Osławiony już raport Julii Pitery o działalności CBA na razie nie ujrzy światła dziennego - pisze "Rzeczpospolita". Dlaczego? - Na obecnym etapie nie ma sensu upubliczniać tego raportu, tak samo jak nie publikujemy roboczych notatek - mówi gazecie poseł PO i członek komisji ds. służb specjalnych Konstanty Miodowicz.
Poseł Platformy dodaje w rozmowie z dziennikiem, że dziś informacji zawartych w raporcie minister odpowiedzialnej za walkę z korupcją w żadnym razie nie dałoby się "przekuć w akt oskarżenia". Raport ma według Miodowicza czysto "roboczy i pomocniczy charakter". Może i powinien być natomiast materiałem do dalszych badań.
Burza w szklance wody?
Za tym, by dużą część raportu ujawnić, opowiada się Janusz Zemke, inny członek sejmowej komisji do spraw służb specjalnych. Poseł SLD również uważa jednak, że sprawy, które Pitera opisała w swoim raporcie są dyskusyjne i wymagają wyjaśnień szefa CBA Mariusza Kamińskiego.
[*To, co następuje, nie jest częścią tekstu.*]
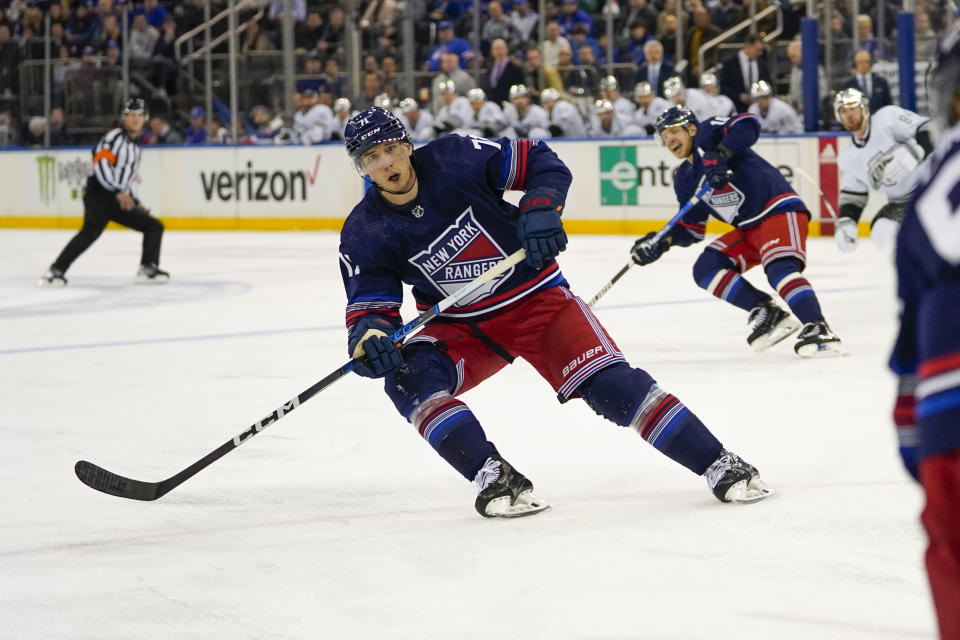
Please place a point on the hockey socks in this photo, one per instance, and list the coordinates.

Posłowie z komisji zgodnie twierdzą, że jeśli szef Biura nie będzie mógł zapoznać się z materiałami Pitery, to dokumentem w ogóle nie ma sensu się zajmować.
"Rzeczpospolita" zwraca uwagę na jeszcze jeden fakt - cała sprawa może zakończyć się burzą w szklance wody z innego powodu. Trybunał Konstytucyjny wkrótce wyznaczy bowiem termin zbadania konstytucyjności zapisów powołujących CBA. Jeśli uzna je za niezgodne z konstytucją, biuro zakończy działalność, a spór stanie się bezprzedmiotowy.
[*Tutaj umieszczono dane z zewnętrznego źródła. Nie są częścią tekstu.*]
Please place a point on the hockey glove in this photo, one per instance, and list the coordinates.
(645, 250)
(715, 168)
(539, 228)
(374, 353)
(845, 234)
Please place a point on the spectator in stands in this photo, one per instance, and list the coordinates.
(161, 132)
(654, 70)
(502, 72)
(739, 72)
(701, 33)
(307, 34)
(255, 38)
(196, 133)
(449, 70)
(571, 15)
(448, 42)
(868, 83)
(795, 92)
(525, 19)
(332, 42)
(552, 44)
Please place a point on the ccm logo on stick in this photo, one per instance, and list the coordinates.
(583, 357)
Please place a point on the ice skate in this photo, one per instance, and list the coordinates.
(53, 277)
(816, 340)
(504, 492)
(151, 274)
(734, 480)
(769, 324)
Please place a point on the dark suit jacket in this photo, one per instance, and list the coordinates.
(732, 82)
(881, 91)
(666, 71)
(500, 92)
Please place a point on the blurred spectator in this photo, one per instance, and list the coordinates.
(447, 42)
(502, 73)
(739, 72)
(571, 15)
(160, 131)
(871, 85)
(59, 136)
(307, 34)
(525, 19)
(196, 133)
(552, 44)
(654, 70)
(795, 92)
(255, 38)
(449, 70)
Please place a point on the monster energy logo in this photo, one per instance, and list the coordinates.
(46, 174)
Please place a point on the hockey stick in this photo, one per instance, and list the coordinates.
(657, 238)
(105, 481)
Kontrowersje wokół raportu Pitery
Julia Pitera, minister w kancelarii premiera odpowiadająca za walkę z korupcją, przekazała premierowi Donaldowi Tuskowi materiał dotyczący działalności CBA w grudniu 2007. Status dokumentu i jego tajność budzą spory. W lutym Pitera tłumaczyła, że raport jest jedynie notatką powstałą w formie elektronicznej, nie ma podpisu ani tytułu, nie posiada też oznaczeń kancelaryjnych. W kwietniu mówiła zaś, że raport jest oficjalnym dokumentem opatrzonym klauzulą "tajne" i przechowywanym w kancelarii tajnej.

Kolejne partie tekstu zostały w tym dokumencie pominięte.